Bremont watches just beg to be worn! When they sit for a long time, at home or in store, the movement can get slightly out of adjustment especially if they are handled not fully wound! And most of the time if you wind them up and wear them they will adjust on their own! When setting the the time and date I will set the watch to two days late then slowly advance the time to watch the day/date cycle at midnight and let the movement sync properly! This technique has worked well for me on all my mechanical watches! But sometimes stuff happens and a service is your only option. I am glad all is well with your MB111 and I know you are going to find it a great choice! Cheers Jim. . :-!


----------



## watchcollectio (Mar 30, 2015)

You got your answer there :



vexXed said:


> Last week I moved on my MBII and it had the misaligned hands issue too. I only noticed it after a couple of months and I sent it away to get it fixed as it was still under warranty. Came back in 2 months with the hands lined up perfectly. They included a free pair of cufflinks for the trouble.
> 
> If it does bother you, send it away to get it fixed. Especially since it is still under warranty. Otherwise it will all you'll be thinking about when you look at the time.


----------



## galvestonokie (May 26, 2007)

Capt Leslie: i now believe the answer is in your post just above. i think that, until a few days ago, the watch was never "fully" wound. Didn't apply Occam's Razor here. all is good now. thanks to all for suggestions. Rob


----------



## filternozzle (Dec 19, 2015)

awildermode said:


> View attachment 6265882
> 
> 
> There are two rings of indicators, a traditional 12H, and a 24h GMT.
> ...


Thanks for this explanation - I wasn't aware of how it worked and you have made it crystal clear.


----------



## vipereaper30 (Sep 12, 2009)

CaptLeslie said:


> And most of the time if you wind them up and wear them they will adjust on their own!


Jim, you must have a very special Bremont!

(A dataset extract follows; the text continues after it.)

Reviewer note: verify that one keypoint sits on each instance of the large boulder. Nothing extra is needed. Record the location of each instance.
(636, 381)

Or mine just need to be trained.


----------



## CaptLeslie (May 15, 2011)

vipereaper30 said:


> Jim, you must have a very special Bremont! Or mine just need to be trained.


On my MB1 if I leave it unwound for a long time sometimes the first time I try and wind it and set the time all works normal but it will only wind about 10 turns and then feels like it is over wound. If I just wear it a few hours then try winding again she now winds normal. This has happened a couple of times, but I have had numerous watches that when left a long time unworn they do weird things when it comes to time, date or day setting. What I then do is wear it awhile then go thru the procedure to reset everything and this has saved me from the service center more than once! Obviously if something is broke this won't fix it , but sometimes all you need to do is take her out on the highway and blow the carbon out! Cheers Jim


----------



## galvestonokie (May 26, 2007)

Dear all:

i want to close this story. after some time being unhappy with the watch, i returned it to Bremont for a check. it made no sense to me that the GMT/zulu hand would not track (at least very often) the minute hand. this is what caused me to begin this thread. also, the longer i kept the watch, the GMT hand began losing an hour or two some evenings. just offended my sense of order.

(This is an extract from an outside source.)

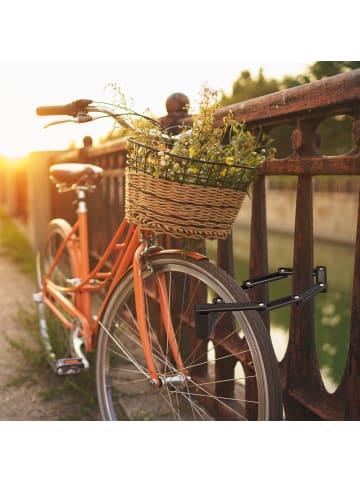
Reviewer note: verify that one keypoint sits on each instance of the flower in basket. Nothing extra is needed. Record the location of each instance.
(224, 156)
(192, 184)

luckily, the watch was still under warranty. Since i am now living in the USA again, i was instructed to send the watch to Bremont's US office, in New York. they promptly forwarded the watch to the UK. what i learned is exactly what i had suspected all along. and, this was mentioned in a few posts in this thread. in short, with the watch freshly returned from Bremont, the GMT/zulu hand tracks very closely, IMHO, the minute hand. the GMT hand also adjusts properly. also, regarding the service work:


i also had them replace the anthracite barrel/case since it had a slight ding (not inexpensive);
they replaced the GMT wheel in the watch, i assume this is what fixed the problem;
the return postage was paid;
i did not receive a free pair of Bremont cuff links as some others mentioned;
it took about 4 months as i recall;
the workmanship was excellent and the watch keeps immaculate time now;
i am quite happy with the watch now, it is my keeper, and am selling off some others.

here is a recent pic of the watch showing the position of the GMT (red/white triangle)hand.










bob


----------